泡沫の恋は儚く揺れる~愛した君がすべてだから~
無意識の優しさ
紗良は悩んでいた。

「うーん……」

仕事中だというのにときどき眉間にしわを寄せて、思いつめたように唸る。

「紗良ちゃんお昼いこーって、どした?」

お昼休みに突入しても自席でうんうん唸っている紗良に、同僚の依美が不思議そうに声をかける。

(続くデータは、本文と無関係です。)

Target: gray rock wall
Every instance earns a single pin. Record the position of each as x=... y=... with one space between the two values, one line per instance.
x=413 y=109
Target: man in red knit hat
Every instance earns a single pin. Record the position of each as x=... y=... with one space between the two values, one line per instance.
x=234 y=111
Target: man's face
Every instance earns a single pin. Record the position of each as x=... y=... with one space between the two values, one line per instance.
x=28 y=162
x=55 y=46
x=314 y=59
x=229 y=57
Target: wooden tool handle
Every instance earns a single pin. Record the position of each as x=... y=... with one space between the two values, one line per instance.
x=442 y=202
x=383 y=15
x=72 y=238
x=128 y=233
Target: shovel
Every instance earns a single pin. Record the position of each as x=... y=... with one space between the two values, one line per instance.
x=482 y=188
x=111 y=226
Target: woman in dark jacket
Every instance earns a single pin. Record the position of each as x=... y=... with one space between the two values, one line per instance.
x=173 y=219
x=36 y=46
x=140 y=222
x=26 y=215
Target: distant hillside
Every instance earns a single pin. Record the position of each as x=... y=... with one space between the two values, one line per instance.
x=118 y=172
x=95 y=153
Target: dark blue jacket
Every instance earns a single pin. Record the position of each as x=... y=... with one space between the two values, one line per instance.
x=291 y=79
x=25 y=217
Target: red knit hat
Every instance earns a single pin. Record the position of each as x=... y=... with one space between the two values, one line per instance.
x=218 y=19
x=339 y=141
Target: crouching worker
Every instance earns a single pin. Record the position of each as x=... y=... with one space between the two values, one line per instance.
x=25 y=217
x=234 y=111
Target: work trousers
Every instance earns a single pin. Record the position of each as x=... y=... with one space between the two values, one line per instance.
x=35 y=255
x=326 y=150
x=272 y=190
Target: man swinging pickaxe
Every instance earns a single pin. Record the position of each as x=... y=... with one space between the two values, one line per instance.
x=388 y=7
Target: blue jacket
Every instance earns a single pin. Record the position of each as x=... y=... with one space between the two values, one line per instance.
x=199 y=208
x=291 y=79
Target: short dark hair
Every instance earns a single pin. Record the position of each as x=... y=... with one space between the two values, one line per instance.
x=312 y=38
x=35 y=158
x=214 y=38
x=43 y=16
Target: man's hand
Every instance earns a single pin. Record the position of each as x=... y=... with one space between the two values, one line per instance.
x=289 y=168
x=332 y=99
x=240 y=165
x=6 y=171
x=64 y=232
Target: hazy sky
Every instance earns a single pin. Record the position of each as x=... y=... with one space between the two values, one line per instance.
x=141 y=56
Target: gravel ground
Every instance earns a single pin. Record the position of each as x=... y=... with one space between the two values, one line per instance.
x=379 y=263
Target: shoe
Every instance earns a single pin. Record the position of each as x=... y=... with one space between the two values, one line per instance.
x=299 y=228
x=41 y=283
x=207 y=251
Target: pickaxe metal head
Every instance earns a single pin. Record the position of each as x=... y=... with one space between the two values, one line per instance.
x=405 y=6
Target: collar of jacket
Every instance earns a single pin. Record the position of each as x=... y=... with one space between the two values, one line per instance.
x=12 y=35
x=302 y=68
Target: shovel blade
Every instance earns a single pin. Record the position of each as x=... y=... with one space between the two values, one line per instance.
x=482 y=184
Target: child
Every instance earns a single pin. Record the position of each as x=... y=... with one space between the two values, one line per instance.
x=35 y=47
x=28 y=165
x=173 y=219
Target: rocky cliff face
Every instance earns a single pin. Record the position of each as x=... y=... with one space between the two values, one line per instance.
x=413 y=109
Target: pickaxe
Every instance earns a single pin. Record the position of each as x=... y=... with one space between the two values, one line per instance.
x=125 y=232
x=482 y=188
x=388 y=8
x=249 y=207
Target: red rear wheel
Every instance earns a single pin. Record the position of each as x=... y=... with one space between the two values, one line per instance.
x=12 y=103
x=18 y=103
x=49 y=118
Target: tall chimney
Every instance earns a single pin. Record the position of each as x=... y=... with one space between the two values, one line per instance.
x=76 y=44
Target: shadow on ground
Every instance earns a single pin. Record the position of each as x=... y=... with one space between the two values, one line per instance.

「ねえ依美ちゃん、男の人にお礼するときって何を渡したらいいと思う?」

「え、どうしたの、急に。はっ! もしかしてついに紗良ちゃんにも春が来た?」

ニヨニヨと楽し気な笑みを浮かべられ、紗良は慌てて否定する。

「違う違う。そんなんじゃなくて」

「えー、本当にぃ?」

「ちょっとお世話になっただけで。海斗にコンビニスイーツいっぱい買ってもらっちゃったから、何かお礼した方がいいよなーって思っただけで」

「ほーん」

「本当だってば」

「コンビニスイーツごときでお礼だなんて、紗良ちゃんって律儀なのね」

「だって、貰いっぱなしじゃなんだか落ち着かないんだもん」

それに、父の日の似顔絵を受け取ってもらうためにわざわざ近くのコンビニまで来てくれた。
さすがにこの事は依美には言えないけれど。
でも何かお礼をすべきだと思うのだ。